By Ebrahim Harvey
I argue that a lot of what the media focused on last week surrounding the protests by the EFF against Clicks, following the racist comments in an advert on its website about some hair products, failed to raise the most important questions about race and racism in post-apartheid South Africa.
The advert, which described the hair of a black model as “dry and damaged” and “frizzy and dull”, which was contrasted with a blonde Caucasian’s hair that was “fine and flat” and “normal”, was not the cause of the dramatic confrontation, disruption and violence that occurred at some of Clicks’ stores in the midst of countrywide protests by the EFF last week.
It is rather obvious that this country continues to be bedevilled by race and racism 26 years after the 1994 political breakthrough.
Ultimately it is not even about tweaking the public image and reputation of companies to avoid such controversies.
It is also not, in the final analysis, mainly about hairstyle types or preferences and even of the associated Eurocentric standards of beauty.
No, the main point is that there are different kinds of racism that occur across a wide variety of scales and levels in our society, some of which are more descriptive and anecdotal, like the Clicks advert or the Dove or H&M adverts a few years ago, and others that are much more serious and systemic, which have nothing to do with commercial adverts but daily stalk, maim and mar the lives of the black working-class majority of this country.
The conditions of worsening black poverty and unemployment and raging social inequality become this country’s much bigger and more serious problem.
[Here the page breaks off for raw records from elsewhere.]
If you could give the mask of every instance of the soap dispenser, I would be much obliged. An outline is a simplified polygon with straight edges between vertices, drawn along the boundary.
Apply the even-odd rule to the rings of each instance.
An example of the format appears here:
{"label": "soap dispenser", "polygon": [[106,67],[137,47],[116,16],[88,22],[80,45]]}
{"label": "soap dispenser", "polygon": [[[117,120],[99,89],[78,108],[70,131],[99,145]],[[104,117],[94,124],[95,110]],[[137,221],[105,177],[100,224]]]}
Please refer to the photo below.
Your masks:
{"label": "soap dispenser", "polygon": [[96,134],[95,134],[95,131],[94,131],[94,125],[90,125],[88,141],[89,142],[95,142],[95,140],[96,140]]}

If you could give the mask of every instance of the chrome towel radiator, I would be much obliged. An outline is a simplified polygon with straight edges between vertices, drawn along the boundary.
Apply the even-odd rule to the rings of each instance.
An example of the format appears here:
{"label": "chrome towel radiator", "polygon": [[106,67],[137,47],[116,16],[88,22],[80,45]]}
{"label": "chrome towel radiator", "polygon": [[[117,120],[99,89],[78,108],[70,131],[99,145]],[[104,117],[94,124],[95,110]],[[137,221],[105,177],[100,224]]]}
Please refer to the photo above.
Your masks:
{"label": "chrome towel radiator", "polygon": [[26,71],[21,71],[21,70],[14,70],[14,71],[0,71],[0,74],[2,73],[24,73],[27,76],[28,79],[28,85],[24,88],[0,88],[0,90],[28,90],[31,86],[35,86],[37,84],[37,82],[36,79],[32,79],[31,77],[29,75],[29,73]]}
In other words, even if there was no racism at all in commercial adverts, these problems incomparably affect infinitely more black people in their daily lives.
While the Clicks advert correctly ignited a huge reaction, especially among the black middle classes active on social media, it is the tip of the iceberg of ongoing systemic racism in the lives of the black working-class majority who reside in townships, many or most of whom are today, especially in the wake of the Covid-19 pandemic, daily besieged by arguably the worst poverty and unemployment and related social miseries ever in this country.
This, while many among the black middle-class and the likes of the leadership of the EFF, who organised and led the anti-Clicks protests, live very comfortably in formerly white suburbia.
In the final analysis, any attempts to conveniently separate these matters, which contrast the lives of the vast majority of black people in the township with those who live in formerly white suburbia, from the ongoing structural racism I am alluding to would be fatally flawed and false.
In this regard, as offensively racist as that advert certainly was, how do those aggrieved feelings compare with the heart-rending plight of the majority of black women in townships who suffer indignities incomparably worse than that elicited by that advert?
The irrefutable fact is that the leadership of the EFF has never angrily condemned and taken to the streets to protest and organise against the deplorable poverty, unemployment and multiple hardships the black working-class majority daily suffer in the townships, especially African women who still remain at the bottom of our society after 1994.
What also has the EFF done against the horrendous and worsening violence perpetrated against black women and children in townships over the past few years?
Where have they been when so many times black people were violently evicted from their homes by the Red Ants in the city of Joburg and elsewhere?
The hard and irrefutable fact is that the EFF is weak on the multiple indignities black people suffer daily in townships and in city areas, but they are very quick to react to anything that will catapult them into the national spotlight and increase their popularity, especially at the polls.
In this regard, I am convinced that the reaction of the EFF last week was calculated to elicit maximum publicity to influence the outcome of the 2021 local government elections.
But it was once again the violence orchestrated by members and supporters of the EFF last week that is the biggest problem they face as a political party.
In this regard, there can be no doubt that the black youth are justifiably angry with their worsening lot after 1994, which the impact of Covid-19 will certainly worsen, but equally there can be no doubt that the EFF leadership consciously manipulates the serious and multiple problems they face and grievances they have in order to score political mileage.
The stories of Clicks stores which were either vandalised or petrol-bombed and employees intimidated and threatened once again distracted from a discussion of that which lies not only within, but beneath the advertisement.
Contrary to what the EFF leadership might think, these continuous spectacles of violence are going to seriously undermine its growth over the longer term.
“Leadership has never taken to the streets over poverty, hardships of working-class majority in the townships”.
* Harvey is a political writer, analyst and author.
** The views expressed here are not necessarily those of IOL.